1. Hypothesis-driven hunting: from ATT&CK technique to testable KQL

A hunt hypothesis has three parts: the technique, the observable, and the falsifiable claim. Write it down before you touch KQL.

Hypothesis (T1098.001 - Additional Cloud Credentials): “An attacker who phished an Entra admin would add a credential or federated trust to an app/service principal to persist. If that happened in the last 14 days, I will see Add service principal credentials or certificate/secret additions in AuditLogs from an unusual actor or IP.”

That sentence dictates the query. You are not exploring; you are testing a claim. The technique ID anchors it to ATT&CK so coverage is measurable, and the “if that happened… I will see” clause forces you to name the table and signal up front.

// Hunt: T1098.001 - credentials/secrets added to app registrations & service principals
let lookback = 14d;
AuditLogs
| where TimeGenerated > ago(lookback)
| where OperationName in (
    "Add service principal credentials",
    "Update application - Certificates and secrets management",
    "Add application key",
    "Add federated identity credential")
| extend Actor = tostring(InitiatedBy.user.userPrincipalName)
| extend ActorIp = tostring(InitiatedBy.user.ipAddress)
| extend TargetApp = tostring(TargetResources[0].displayName)
| where isnotempty(Actor)            // exclude system / sync-driven changes
| project TimeGenerated, Actor, ActorIp, TargetApp, OperationName, Result
| sort by TimeGenerated desc

Two habits make this reusable instead of throwaway. First, parameterize the volatile bits with let at the top (lookback, allow-lists, thresholds) so the next hunter tunes one block, not the whole query. Second, project a stable column set (Actor, ActorIp, TargetApp) so downstream notebook enrichment and bookmarking always find the same fields. A playbook is a contract on its output schema as much as its logic.

2. Advanced KQL for hunters: anomaly, time-series, and entity behavior

Hunters live in a different subset of KQL than detection authors. Detections want precision; hunts want to surface the weird. Three families of operators do most of the work.
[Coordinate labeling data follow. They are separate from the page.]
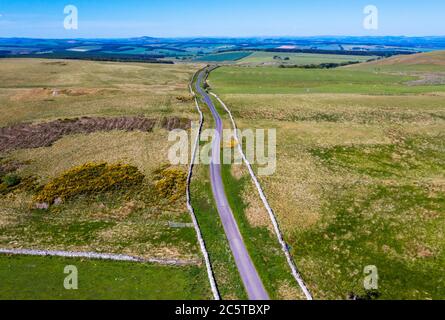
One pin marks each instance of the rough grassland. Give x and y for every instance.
(42, 278)
(360, 175)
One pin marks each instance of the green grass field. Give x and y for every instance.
(291, 58)
(226, 56)
(134, 221)
(42, 278)
(272, 80)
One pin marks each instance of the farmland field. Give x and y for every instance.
(99, 129)
(360, 174)
(42, 278)
(299, 58)
(272, 80)
(227, 56)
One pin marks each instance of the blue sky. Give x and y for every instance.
(233, 18)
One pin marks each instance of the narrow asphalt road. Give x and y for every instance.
(248, 273)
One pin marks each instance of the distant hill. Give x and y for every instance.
(429, 61)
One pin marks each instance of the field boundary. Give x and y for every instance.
(98, 256)
(273, 219)
(202, 245)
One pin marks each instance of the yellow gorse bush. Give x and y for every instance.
(90, 178)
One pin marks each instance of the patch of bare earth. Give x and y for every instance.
(24, 136)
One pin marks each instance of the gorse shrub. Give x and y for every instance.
(170, 183)
(11, 180)
(89, 179)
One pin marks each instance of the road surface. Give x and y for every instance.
(249, 275)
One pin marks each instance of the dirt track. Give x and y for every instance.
(24, 136)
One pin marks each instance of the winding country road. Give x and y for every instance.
(249, 275)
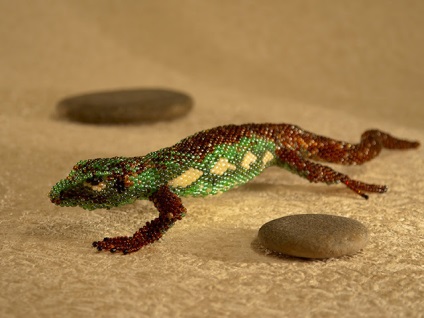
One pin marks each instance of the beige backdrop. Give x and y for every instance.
(332, 67)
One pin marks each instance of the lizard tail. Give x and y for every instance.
(372, 142)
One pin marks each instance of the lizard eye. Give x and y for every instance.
(94, 180)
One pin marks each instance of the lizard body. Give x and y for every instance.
(211, 162)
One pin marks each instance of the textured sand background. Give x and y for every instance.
(333, 67)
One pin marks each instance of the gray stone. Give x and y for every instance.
(314, 235)
(125, 106)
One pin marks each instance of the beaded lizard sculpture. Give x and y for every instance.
(210, 162)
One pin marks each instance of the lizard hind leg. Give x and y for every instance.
(170, 210)
(315, 172)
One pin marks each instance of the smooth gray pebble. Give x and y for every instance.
(314, 235)
(125, 106)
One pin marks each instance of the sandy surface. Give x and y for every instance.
(336, 68)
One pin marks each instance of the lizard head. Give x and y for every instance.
(97, 183)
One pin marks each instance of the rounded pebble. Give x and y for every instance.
(125, 106)
(314, 235)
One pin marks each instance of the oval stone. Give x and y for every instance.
(125, 106)
(314, 235)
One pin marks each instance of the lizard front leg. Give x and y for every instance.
(170, 210)
(315, 172)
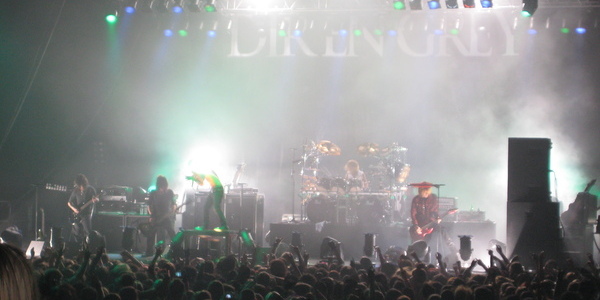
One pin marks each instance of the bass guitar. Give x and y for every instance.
(428, 228)
(76, 217)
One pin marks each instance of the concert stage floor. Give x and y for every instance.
(352, 237)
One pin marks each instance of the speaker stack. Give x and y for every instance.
(532, 218)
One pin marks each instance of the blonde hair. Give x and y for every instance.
(16, 273)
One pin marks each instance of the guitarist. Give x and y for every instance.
(81, 202)
(161, 206)
(424, 210)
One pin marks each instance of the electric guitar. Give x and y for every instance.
(145, 227)
(77, 216)
(428, 228)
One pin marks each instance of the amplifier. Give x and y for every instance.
(112, 206)
(113, 198)
(246, 213)
(471, 216)
(445, 204)
(116, 193)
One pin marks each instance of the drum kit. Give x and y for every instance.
(339, 200)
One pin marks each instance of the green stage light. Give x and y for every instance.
(111, 19)
(210, 7)
(399, 5)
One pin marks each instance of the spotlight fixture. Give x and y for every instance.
(434, 4)
(210, 6)
(192, 5)
(297, 239)
(469, 3)
(399, 4)
(369, 244)
(452, 4)
(247, 239)
(487, 3)
(415, 4)
(465, 247)
(529, 7)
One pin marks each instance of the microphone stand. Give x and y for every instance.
(292, 173)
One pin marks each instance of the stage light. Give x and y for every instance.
(326, 248)
(247, 239)
(469, 3)
(210, 6)
(529, 7)
(297, 239)
(399, 4)
(433, 4)
(452, 4)
(192, 5)
(177, 9)
(369, 244)
(465, 247)
(159, 5)
(415, 4)
(111, 19)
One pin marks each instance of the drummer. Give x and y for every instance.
(356, 179)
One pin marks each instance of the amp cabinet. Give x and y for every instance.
(247, 212)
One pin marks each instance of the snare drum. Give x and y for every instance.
(320, 208)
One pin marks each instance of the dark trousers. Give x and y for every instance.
(161, 231)
(214, 199)
(81, 229)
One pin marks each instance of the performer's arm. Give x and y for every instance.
(71, 202)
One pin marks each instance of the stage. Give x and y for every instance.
(352, 237)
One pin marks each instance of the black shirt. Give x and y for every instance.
(78, 199)
(161, 203)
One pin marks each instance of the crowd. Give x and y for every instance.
(92, 275)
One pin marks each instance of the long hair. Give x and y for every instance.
(161, 182)
(81, 180)
(18, 281)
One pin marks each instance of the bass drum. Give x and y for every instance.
(371, 209)
(335, 185)
(320, 208)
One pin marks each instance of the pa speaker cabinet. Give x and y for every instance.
(246, 211)
(533, 227)
(528, 169)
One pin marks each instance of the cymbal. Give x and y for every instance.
(328, 148)
(367, 149)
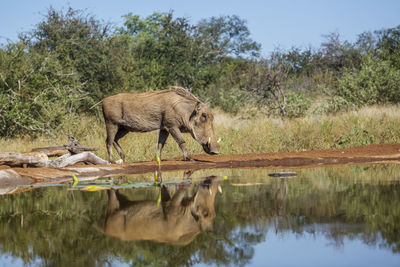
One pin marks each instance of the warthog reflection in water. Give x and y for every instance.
(177, 220)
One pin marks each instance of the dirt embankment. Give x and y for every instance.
(383, 153)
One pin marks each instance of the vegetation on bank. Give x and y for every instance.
(245, 133)
(53, 74)
(55, 226)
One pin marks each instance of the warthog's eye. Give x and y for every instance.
(203, 117)
(205, 214)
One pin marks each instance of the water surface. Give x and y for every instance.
(332, 216)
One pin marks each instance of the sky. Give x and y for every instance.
(276, 24)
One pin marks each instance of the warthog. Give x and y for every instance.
(177, 220)
(173, 111)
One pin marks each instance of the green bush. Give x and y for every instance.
(297, 104)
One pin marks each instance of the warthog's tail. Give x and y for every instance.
(96, 104)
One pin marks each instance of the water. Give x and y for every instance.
(332, 216)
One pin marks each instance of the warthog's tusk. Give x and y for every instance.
(220, 189)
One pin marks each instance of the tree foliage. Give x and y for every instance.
(71, 60)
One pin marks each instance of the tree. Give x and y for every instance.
(168, 50)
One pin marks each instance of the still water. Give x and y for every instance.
(332, 216)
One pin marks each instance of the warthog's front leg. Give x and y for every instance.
(162, 138)
(177, 135)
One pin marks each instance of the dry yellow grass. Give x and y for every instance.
(377, 124)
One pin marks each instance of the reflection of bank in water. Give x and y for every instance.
(177, 220)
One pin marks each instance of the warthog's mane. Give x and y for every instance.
(183, 92)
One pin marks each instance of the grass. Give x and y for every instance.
(241, 134)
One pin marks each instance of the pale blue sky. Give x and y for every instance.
(283, 23)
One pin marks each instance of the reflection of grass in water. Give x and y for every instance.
(254, 135)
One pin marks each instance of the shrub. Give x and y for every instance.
(376, 82)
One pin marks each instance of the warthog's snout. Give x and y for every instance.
(211, 149)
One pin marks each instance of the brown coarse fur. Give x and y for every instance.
(172, 111)
(177, 220)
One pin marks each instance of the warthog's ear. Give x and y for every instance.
(196, 110)
(198, 107)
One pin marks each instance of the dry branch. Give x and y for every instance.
(39, 157)
(13, 159)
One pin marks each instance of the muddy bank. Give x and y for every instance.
(383, 153)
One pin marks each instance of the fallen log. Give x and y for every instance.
(56, 151)
(13, 159)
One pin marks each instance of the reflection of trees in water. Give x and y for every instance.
(59, 227)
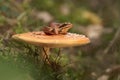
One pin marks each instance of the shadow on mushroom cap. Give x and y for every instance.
(52, 41)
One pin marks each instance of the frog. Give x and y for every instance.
(57, 28)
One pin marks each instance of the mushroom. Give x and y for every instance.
(46, 41)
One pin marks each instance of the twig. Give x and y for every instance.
(115, 42)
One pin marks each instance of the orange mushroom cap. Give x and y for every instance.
(52, 41)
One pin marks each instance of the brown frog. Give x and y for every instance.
(57, 28)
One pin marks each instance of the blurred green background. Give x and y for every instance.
(97, 19)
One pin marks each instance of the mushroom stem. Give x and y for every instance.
(45, 54)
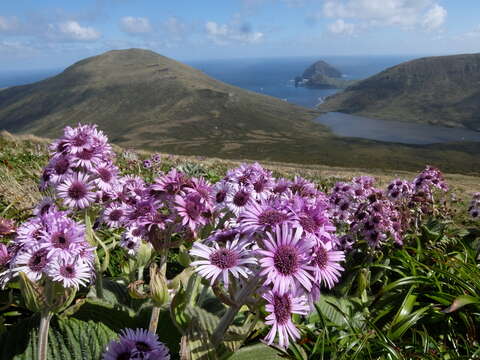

make-series for time-series shape. Aggregating a metric into an evenly spaced series is the precondition for every statistical function that follows. Note the default=0 and the from/to range — without them, gaps in activity silently distort the series.

SigninLogs
| where TimeGenerated > ago(21d)
| where ResultType == 0                       // successful sign-ins only
| make-series SigninCount = count()
    default = 0
    on TimeGenerated
    from ago(21d) to now()
    step 1h
    by UserPrincipalName

evaluate plugins for unsupervised structure. When you do not know what normal looks like, let KQL find clusters of attributes that co-occur. basket() mines frequent itemsets; autocluster() finds the smallest set of common patterns. Both are excellent for “what is the dominant shape of these failed logons, and what stands outside it.”

SigninLogs
| where TimeGenerated > ago(7d) and ResultType != 0
| project ResultType, AppDisplayName, ClientAppUsed, Location, UserAgent = tostring(parse_json(DeviceDetail).operatingSystem)
| evaluate autocluster()

Entity-centric joins. Hunting is rarely one table. Pivot from a suspect entity (user, host, IP) across telemetry. Use join kind=inner on a normalized key and watch the join order — put the smaller, filtered set on the left.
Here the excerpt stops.